Perceptron: Understanding AI
Understanding “AI” today is complex; it has become a buzzword, mixed with terms like “Apple Intelligence”, “Augmented Intelligence”, and “AI” suffixed to every product name you can think of today. The terms and concepts are becoming increasingly complex as the years pass.
Let’s take a step back and revisit AI fundamentals from its inception.
Travel back in time
To truly understand AI, we need to travel back in time to the late 1950s, which was also referred to as the “First Golden Age of AI”.
Machine can learn
The term “artificial intelligence” or “AI” was coined in 1956, recognizing AI as a field of study within computer science.

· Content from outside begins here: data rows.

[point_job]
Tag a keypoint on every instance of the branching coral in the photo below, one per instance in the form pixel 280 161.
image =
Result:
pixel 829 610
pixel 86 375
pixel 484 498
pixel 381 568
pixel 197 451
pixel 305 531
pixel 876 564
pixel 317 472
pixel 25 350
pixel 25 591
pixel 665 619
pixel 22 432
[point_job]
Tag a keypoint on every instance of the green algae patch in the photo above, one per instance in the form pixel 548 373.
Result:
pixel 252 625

Initially, the concepts were theoretical and experimental rather than solving real-world practical problems.
Just two years later. In 1958, the world witnessed the first practical implementation of artificial intelligence, with the development of Perceptron.

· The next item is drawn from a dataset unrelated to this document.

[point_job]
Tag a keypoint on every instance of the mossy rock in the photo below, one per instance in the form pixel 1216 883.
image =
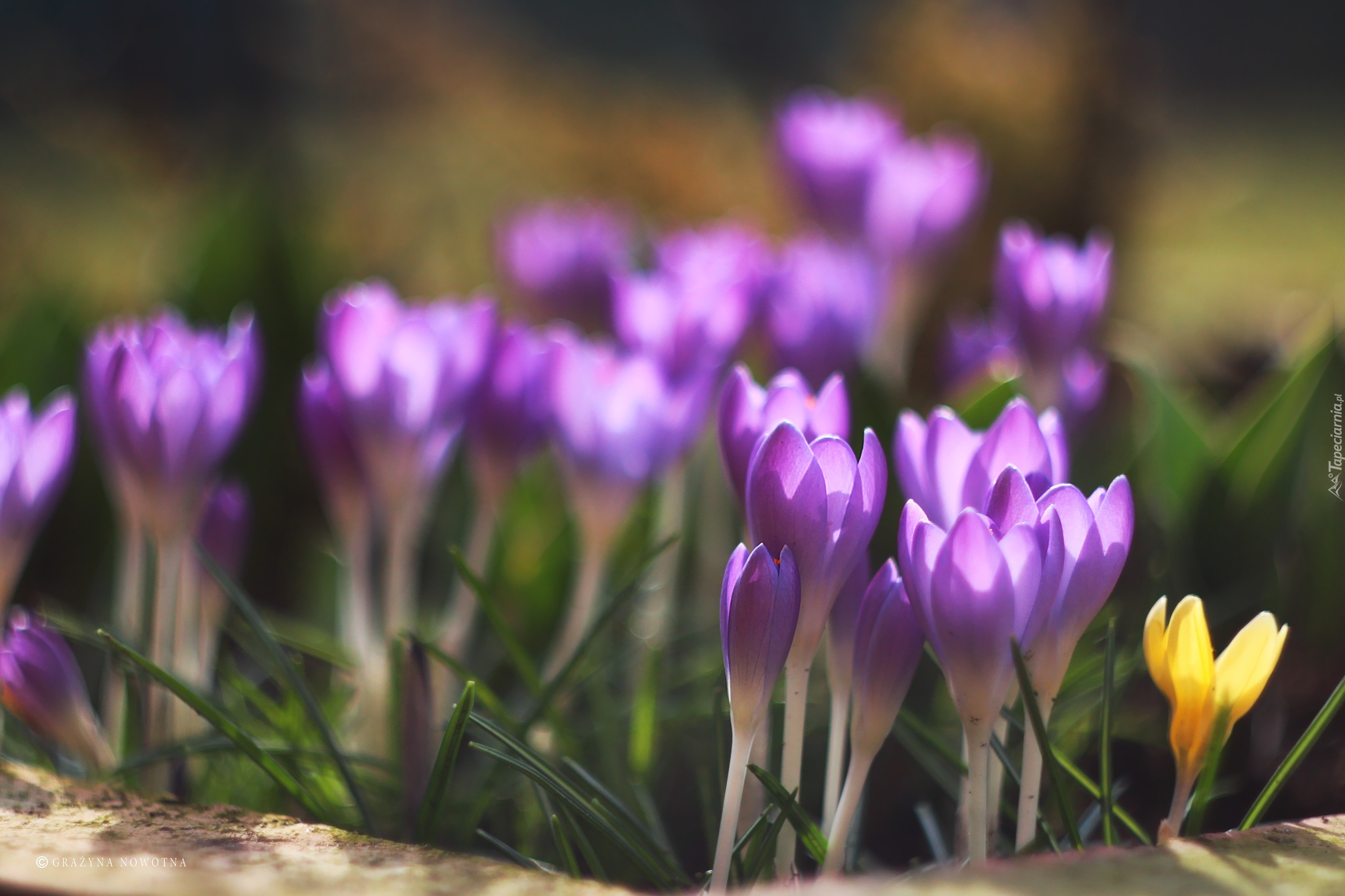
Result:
pixel 60 836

Perceptron demonstrated a machine’s ability to “learn from data” and perform practical tasks like simple image recognition.
It is important to highlight “learn from data” aspect, as it is the foundational concept to the Machine Learning or ML. Perceptron is one of the first Machine Learning algorithm, where the machine is trained to learn from the data and improving its accuracy over time based on the feedback.
In Perceptron, the machine is trained on labeled data, so we call it a “supervised learning” and the feedback is given manually based on the error in predicted output vs actual labeled data.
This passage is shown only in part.